Endovascular Coiling for Aneurysm
Endovascular coiling of an aneurysm involves accessing the femoral artery in the leg in order to image and treat blood vessel abnormalities in the head from within the blood vessel. Special guidewires and catheters are snaked through the arterial system and into the cerebral arteries. Tiny coils are then packed into the aneurysm from within the blood vessel in order to prevent blood flow in the aneurysm. The risk of a major complication following endovascular coiling is relatively low compared to the risk of not treating the aneurysm. The ability to coil an aneurysm depends on the specific anatomy of the patient and the aneurysm itself. The risk of incomplete filling or recurrent filling of the aneurysm are higher than with open craniotomy for clipping of the aneurysm. However, endovascular coiling is an easier procedure to tolerate for sick patients and some aneurysms are easier to treat in this fashion. The decision to treat an aneurysm with clipping versus coiling is made jointly between the treating neurosurgeon and interventional neurologist.

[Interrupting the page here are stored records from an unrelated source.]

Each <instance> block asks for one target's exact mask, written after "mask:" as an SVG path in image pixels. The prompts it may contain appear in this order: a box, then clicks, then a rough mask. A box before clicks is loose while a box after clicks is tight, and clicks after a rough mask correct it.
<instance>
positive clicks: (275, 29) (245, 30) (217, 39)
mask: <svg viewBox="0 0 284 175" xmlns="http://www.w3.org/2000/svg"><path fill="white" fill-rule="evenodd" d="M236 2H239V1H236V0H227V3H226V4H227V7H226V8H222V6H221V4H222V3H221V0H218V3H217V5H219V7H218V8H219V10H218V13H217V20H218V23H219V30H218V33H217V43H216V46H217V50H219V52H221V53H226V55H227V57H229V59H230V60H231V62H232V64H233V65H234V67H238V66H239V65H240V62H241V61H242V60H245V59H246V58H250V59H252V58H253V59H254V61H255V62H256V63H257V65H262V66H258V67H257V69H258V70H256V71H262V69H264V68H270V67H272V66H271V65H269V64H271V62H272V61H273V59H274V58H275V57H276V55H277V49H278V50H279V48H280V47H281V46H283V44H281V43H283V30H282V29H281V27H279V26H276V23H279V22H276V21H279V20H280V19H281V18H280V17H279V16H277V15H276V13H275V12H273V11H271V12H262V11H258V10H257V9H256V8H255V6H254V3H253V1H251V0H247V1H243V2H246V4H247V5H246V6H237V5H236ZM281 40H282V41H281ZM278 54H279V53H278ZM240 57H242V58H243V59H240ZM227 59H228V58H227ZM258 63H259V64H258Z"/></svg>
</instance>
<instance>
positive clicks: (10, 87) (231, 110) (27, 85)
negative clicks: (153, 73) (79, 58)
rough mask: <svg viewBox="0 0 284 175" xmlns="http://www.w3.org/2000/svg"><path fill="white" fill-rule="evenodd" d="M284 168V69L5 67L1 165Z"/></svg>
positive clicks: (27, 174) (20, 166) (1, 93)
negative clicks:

Surgery for an AVM involves performing a craniotomy to remove the abnormal cluster of blood vessels within the brain. A craniotomy is an open exposure of the brain in order to operate on it. This involves making an incision in the skin and removing a portion of the skull. The membrane surrounding the brain is opened and the brain is directly visualized. When surgery on the brain is completed, the surrounding membrane is closed and the bone that was removed is returned to its original position and fastened in place with titanium plates and screws. The skin is typically closed with staples or sutures and gauze wrap is placed around the head. Computer image guidance is typically used to create a smaller incision and to help guide the surgery. Computer image guidance involves creating a three-dimensional representation of the patient's head and brain using MRI or CT images.
Following a craniotomy, a patient will spend at least one night in the Intensive Care Unit for close neurological monitoring. If there are no complications, a patient may be discharged from the hospital as early as 2-3 days following a craniotomy. Most patients will be placed on a tapering dose of a steroid to minimize swelling and another medicine to prevent seizures. An angiogram will often be obtained after the surgery to confirm that there are no abnormal blood vessels remaining which would continue to have a risk of hemorrhage.
A craniotomy is generally a safe procedure and outcomes are often more related to how a patient is doing before the surgery. The risk of a major complication following most craniotomy cases is well under 5% overall. These risks include infection or bleeding in the brain, stroke, or new neurological deficits. There are specific risks that depend on the specific part of the brain being operated on and some cases obviously have higher risks than others. Special techniques are often employed for areas that are considered "eloquent" such as those for language or motor functions. The risks of having a neurological complication following surgery for an AVM is directly related to the size of the AVM, the location, and how the veins drain within the brain. There is a 5 point grading scale (The Spetzler-Martin Grade) that helps determine whether surgery is the best option. In general, grade 1 and 2 lesions are best treated with surgery and grade 4 or 5 lesions are high risk and surgery is often avoided. Grade 3 lesions may or may not benefit from surgery.